MapReduce
- programming model for expressing distributed computations on massive amounts of data
- execution framework for large-scale processing on clusters of commodity servers
- widely adopted via open-source implementation called Hadoop
- MapReduce provides an abstraction that hides many system-level details from the programmer
- more efficient to move code to data - spread data across local disks of nodes in a cluster, run processes on nodes that hold the data
- storage management is handled by distributed file system under MapReduce
MapReduce is based on functional programming.
-
higher-order function - function that can accept other function as argument
- e.g. map, fold
- map - apply function $f$
- fold - takes initial value, function $g$ applied to initial value, basically accumulate value
- map - concise way to transform a dataset
- fold - aggregation operation

Map + fold - fold applies function to every element in list, fold iteratively applies function to aggregate a result
- applying a map function $f$ to each item in a list can be easily parallelize (each operation is independent)
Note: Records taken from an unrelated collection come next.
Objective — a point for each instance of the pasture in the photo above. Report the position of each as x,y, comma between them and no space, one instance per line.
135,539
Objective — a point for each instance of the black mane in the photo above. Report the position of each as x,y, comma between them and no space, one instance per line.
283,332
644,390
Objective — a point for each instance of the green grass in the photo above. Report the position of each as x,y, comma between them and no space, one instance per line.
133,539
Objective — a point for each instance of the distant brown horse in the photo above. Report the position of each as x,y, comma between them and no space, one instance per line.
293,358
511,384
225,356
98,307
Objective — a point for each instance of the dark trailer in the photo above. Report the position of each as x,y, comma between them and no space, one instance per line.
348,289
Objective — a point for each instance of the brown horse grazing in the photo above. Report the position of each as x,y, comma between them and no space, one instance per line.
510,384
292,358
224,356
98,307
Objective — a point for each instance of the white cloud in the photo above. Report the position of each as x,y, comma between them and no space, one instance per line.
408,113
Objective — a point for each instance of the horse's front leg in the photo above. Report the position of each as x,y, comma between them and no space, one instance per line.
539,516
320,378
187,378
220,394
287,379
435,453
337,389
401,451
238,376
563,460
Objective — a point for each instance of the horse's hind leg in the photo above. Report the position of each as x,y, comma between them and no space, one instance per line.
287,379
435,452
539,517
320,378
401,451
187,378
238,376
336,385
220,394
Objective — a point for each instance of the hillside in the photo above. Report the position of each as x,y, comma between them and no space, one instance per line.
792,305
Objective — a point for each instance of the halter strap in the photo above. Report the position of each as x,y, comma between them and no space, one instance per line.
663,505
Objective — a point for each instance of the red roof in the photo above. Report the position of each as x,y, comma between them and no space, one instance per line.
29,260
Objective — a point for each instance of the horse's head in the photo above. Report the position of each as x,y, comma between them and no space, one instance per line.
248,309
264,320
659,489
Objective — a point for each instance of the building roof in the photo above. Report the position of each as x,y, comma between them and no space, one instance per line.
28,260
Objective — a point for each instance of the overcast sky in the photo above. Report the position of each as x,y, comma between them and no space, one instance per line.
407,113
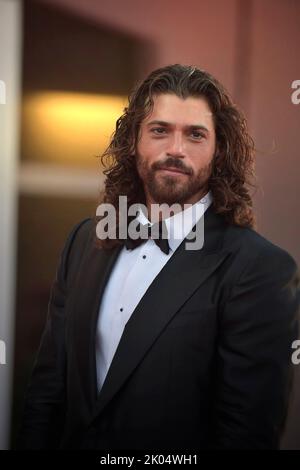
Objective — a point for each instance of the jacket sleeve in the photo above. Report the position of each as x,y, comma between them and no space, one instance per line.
44,408
254,372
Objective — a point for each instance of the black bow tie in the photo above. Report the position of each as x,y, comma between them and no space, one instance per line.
156,232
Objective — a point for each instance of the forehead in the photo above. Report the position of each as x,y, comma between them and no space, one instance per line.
181,112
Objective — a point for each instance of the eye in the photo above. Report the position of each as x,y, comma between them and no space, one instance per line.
157,129
197,134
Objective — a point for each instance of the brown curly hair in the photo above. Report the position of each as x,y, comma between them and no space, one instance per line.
233,164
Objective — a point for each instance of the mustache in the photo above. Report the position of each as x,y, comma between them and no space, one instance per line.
171,163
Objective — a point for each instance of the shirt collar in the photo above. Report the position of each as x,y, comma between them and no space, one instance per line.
180,224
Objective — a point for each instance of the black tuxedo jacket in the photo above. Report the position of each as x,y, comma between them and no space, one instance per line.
204,360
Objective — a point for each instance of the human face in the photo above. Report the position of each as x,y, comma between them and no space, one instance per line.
175,150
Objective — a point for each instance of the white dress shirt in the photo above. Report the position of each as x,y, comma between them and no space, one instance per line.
132,274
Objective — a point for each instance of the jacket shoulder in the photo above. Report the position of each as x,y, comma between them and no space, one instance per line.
248,244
- fold - elements must have some data locality (elements need to be “brought together” before folded)
- fold function $g$ doesn’t necessarily need to be applied to all elements in the list ⇒ fold groups can be done in parallel
- for operations that are commutative and associative, can be efficient in fold through local aggregation, reordering
MapReduce essentially corresponds to doing a map + fold operation. As a result, we have a generic “recipe” for processing large datasets:
-
map - user-specified computation over all input records in dataset
- operations occur in parallel
-
reduce - intermediate output is aggregated by another user-specified computation
-
e.g. Word count in MapReduce

MapReduce can refer to:
- programming model (map + reduce/fold)
- execution framework (framework) that coordinates of programs written in this style
- implementation of programming model and execution framework
- e.g. Google proprietary implementation vs. open-source Hadoop
Mappers and Reducers
Key-value pairs are main data structure in MapReduce.